Friday, September 28, 2018

High-Tech Lynchings Then and Now

Uncredited photo from a post by BJ's Mistermix, April 2014 (he said it was Andrew Sullivan and Conor Friedersdorf, but I think that must be some of that satire).


Steven Roberts/New York Times, 8 November 1987:

Under enormous pressure from Administration officials and his own conservative supporters on Capitol Hill, Judge Douglas H. Ginsburg today asked President Reagan to withdraw his nomination to the Supreme Court.
The judge announced his decision only nine days after he was chosen to fill the seat vacated by the retirement of Justice Lewis F. Powell Jr. He acted after disclosures about his personal and ethical conduct stirred a storm of criticism.
The disclosures, which culminated Thursday with Judge Ginsburg's admission that he had smoked marijuana several times, embarrassed Mr. Reagan, who had called his confirmation ''vitally important to the fight against crime.'' 
It was the media that sunk Ginsburg—I didn't remember that. He was outed by Nina Totenberg of NPR (who had weekly lunches, still does for all I know, with that Times reporter's spouse, Cokie Roberts, and Linda Wertheimer).
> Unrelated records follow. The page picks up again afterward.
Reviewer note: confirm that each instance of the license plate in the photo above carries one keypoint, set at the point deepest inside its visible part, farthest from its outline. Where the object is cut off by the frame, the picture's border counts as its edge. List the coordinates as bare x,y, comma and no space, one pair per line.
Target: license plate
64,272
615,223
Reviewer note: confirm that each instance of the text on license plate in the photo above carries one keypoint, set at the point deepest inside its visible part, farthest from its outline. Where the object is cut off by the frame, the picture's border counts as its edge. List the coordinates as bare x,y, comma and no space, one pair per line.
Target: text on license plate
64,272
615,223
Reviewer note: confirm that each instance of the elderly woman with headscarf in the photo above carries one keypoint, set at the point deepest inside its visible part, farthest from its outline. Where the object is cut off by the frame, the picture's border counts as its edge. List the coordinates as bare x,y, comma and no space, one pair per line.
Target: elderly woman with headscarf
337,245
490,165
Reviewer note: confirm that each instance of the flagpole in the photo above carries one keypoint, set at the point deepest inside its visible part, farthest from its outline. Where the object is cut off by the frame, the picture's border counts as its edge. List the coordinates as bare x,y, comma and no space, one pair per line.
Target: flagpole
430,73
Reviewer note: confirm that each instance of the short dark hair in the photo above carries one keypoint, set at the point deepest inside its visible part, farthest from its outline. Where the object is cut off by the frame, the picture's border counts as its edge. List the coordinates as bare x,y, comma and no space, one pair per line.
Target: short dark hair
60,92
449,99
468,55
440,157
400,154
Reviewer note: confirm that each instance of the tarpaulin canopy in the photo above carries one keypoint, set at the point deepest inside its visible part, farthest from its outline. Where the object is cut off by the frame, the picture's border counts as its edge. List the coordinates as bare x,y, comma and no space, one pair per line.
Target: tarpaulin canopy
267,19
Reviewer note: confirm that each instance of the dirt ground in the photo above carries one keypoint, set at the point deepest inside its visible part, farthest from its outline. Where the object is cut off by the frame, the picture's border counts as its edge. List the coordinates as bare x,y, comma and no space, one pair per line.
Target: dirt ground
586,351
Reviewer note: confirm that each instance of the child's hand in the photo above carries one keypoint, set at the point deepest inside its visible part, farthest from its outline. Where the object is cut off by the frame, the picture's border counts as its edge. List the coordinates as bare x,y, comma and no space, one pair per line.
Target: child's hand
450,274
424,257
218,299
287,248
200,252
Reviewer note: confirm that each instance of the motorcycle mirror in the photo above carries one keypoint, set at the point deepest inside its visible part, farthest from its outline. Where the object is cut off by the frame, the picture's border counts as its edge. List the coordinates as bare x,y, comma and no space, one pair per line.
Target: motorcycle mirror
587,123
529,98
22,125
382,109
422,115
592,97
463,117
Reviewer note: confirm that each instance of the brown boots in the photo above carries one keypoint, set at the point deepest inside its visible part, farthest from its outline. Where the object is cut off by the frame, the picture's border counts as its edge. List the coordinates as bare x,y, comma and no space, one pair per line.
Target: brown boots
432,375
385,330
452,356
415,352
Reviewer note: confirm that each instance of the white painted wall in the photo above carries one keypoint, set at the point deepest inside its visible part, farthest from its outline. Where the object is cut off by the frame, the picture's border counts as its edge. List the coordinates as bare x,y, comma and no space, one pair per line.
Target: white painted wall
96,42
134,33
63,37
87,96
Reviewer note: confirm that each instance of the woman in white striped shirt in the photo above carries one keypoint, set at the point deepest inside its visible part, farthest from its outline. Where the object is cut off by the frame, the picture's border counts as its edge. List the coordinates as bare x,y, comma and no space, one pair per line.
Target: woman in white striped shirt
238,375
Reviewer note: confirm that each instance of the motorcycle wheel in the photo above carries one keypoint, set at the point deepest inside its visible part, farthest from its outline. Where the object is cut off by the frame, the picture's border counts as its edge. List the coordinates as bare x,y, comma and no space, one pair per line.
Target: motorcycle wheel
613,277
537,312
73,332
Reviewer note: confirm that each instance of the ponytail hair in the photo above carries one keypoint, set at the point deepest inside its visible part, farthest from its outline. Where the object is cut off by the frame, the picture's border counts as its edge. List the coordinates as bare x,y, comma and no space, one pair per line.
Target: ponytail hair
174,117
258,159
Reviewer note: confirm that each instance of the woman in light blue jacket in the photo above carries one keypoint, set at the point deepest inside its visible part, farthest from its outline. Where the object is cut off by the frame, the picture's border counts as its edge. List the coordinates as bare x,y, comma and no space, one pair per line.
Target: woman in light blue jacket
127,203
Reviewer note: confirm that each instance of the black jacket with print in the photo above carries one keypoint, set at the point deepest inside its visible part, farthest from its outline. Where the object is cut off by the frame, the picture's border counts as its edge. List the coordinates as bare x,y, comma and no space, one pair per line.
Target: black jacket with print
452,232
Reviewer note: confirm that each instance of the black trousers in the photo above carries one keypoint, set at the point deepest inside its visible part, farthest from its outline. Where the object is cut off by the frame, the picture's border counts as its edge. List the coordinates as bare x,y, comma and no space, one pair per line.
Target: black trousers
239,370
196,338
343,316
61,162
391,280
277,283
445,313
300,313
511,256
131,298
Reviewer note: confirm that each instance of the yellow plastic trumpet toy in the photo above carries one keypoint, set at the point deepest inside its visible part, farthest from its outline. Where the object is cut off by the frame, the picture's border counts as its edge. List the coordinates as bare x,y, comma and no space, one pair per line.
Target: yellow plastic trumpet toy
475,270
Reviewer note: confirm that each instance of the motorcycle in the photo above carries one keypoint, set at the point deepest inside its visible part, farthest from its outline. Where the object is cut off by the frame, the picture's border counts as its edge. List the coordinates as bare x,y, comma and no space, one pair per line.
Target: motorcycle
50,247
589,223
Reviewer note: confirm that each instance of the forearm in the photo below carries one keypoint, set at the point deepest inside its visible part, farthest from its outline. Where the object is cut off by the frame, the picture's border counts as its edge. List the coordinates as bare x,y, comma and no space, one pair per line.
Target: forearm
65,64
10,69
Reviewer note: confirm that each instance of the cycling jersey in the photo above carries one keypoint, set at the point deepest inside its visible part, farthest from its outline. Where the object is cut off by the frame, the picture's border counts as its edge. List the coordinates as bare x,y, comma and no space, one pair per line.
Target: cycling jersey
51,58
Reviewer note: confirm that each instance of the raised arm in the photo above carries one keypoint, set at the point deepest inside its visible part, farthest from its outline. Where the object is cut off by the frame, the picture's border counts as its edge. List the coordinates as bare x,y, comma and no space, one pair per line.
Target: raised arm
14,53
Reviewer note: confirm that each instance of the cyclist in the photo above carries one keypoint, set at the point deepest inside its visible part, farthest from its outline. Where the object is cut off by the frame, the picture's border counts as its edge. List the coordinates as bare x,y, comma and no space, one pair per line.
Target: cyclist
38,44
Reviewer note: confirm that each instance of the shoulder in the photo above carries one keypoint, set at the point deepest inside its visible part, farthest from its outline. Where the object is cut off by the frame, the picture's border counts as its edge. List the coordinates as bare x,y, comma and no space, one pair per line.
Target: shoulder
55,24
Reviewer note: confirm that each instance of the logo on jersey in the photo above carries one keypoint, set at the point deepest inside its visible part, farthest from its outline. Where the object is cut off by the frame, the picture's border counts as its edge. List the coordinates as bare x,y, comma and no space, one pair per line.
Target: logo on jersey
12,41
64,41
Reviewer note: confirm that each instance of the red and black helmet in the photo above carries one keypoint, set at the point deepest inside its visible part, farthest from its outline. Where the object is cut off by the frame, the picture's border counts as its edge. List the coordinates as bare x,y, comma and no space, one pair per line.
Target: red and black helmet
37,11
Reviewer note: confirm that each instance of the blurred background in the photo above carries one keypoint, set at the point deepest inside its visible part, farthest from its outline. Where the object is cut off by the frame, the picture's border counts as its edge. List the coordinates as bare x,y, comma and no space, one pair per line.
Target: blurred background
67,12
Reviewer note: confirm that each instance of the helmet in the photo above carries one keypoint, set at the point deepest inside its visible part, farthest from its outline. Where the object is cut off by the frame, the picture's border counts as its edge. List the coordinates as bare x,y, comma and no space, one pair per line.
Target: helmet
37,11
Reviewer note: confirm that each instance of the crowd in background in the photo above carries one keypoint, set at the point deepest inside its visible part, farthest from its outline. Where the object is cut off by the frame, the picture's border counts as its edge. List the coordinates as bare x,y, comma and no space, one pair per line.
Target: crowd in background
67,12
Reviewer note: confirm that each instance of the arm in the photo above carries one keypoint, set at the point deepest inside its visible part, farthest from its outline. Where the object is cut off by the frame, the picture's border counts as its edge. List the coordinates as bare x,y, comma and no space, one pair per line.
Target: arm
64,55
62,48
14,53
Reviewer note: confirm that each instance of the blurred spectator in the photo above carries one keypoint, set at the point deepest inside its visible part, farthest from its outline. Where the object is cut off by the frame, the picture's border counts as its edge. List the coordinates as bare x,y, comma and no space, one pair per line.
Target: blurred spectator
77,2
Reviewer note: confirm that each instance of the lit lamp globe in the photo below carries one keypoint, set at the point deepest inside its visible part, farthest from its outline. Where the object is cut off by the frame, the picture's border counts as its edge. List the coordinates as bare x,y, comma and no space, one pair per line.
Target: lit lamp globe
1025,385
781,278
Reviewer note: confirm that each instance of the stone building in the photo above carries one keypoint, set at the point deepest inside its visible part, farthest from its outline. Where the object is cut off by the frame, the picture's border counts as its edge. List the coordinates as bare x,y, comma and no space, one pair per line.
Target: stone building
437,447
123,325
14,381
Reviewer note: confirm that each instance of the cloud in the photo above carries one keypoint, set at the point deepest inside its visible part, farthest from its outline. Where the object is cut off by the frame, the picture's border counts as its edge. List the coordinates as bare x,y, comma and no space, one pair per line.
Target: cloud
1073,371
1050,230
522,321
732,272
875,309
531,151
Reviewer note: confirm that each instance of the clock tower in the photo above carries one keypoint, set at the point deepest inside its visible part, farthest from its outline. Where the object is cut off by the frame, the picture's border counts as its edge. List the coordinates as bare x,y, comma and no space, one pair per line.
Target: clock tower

There was a bipartisan outcry from the nation's young  potheads, from Claiborne Pell (D-RI) to Newton LeRoy Gingrich (R-GA), including potential presidential candidates Bruce Babbitt and Al Gore, but fearful conservatives begged him to withdraw (he was also accused of "handling a cable television case when he was an investor in a cable company" as a DOJ official, which looks practically innocent by today's Republican standards), and he did, and the nominator named Anthony Kennedy to be vitally important to the fight against crime instead.

Hey, it was a simpler time.


That was of course a month after the nomination of Robert Bork collapsed over real issues—Bork's opposition to the 1964 Civil Rights Act, which he referred to as as based on "a principle of unsurpassed ugliness" and to the 1965 Griswold decision guaranteeing the right of married couples to use birth control, which he said was "utterly specious" and "a time bomb"; and his insistence that the First Amendment protected only political speech and didn't apply to "any other form of expression, be it scientific, literary or that variety of expression we call obscene or pornographic". Conservatives who are still steaming over this 31-year-old injustice, like Orrin Hatch in yesterday's hearing

I hate to say this, but this is worse than Robert Bork, and I didn’t think it could get any worse than that. This is worse than Clarence Thomas. I didn’t think it could get any worse than that. This is a national disgrace, the way you’re being treated.
would do well to remember how off the wall he was. Bork objected to the idea that women should be regarded as having equal protection under the 14th Amendment, and believed (re Bowers, 1986, overruled at last in Lawrence 2003) that the Texas legislature had a "right" to ban homosexual conduct on the grounds that "I am dubious about making homosexual conduct criminal, but I favor even less imposing rules upon the American people that have no basis other than the judge’s morality."

Where by "the American people" he means the members of state legislatures who want to impose rules upon the communities they "represent" that have no basis other than etc. Or does Hatch still think all that would have been good for the Court?

Bork honestly said what he believed, and the Senate couldn't confirm him because his views were so far off the mainstream. Clarence Thomas, who began the tendency of refusing to say what he believed
Under questioning during confirmation hearings, Thomas repeatedly asserted that he had not formulated a position on Roe v. Wade, or had any conversations with anyone regarding the issue.[25]
—is a more appropriate comparison to Brett Kavanaugh than Bork or Ginsburg, neither of whom ever claimed to have been murdered by the confirmation process, which Thomas memorably did when he called it a "high-tech lynching", although rather than being killed and hung on a tree by a crowd of jeering rednecks he was in fact elevated to the nation's highest court, where he still sits. Yesterday Kavanaugh said,
In those 10 long days, as was predictable, and as I predicted, my family and my name have been totally and permanently destroyed by vicious and false additional accusations. The 10-day delay has been harmful to me and my family, to the Supreme Court and to the country.
As I listened, I really thought this was a bitter, self-pitying withdrawal: "You won't have Brett Kavanaugh to kick around any more." But then it turned out he wasn't totally and permanently destroyed at all. It was just another one of the many things he was lying about.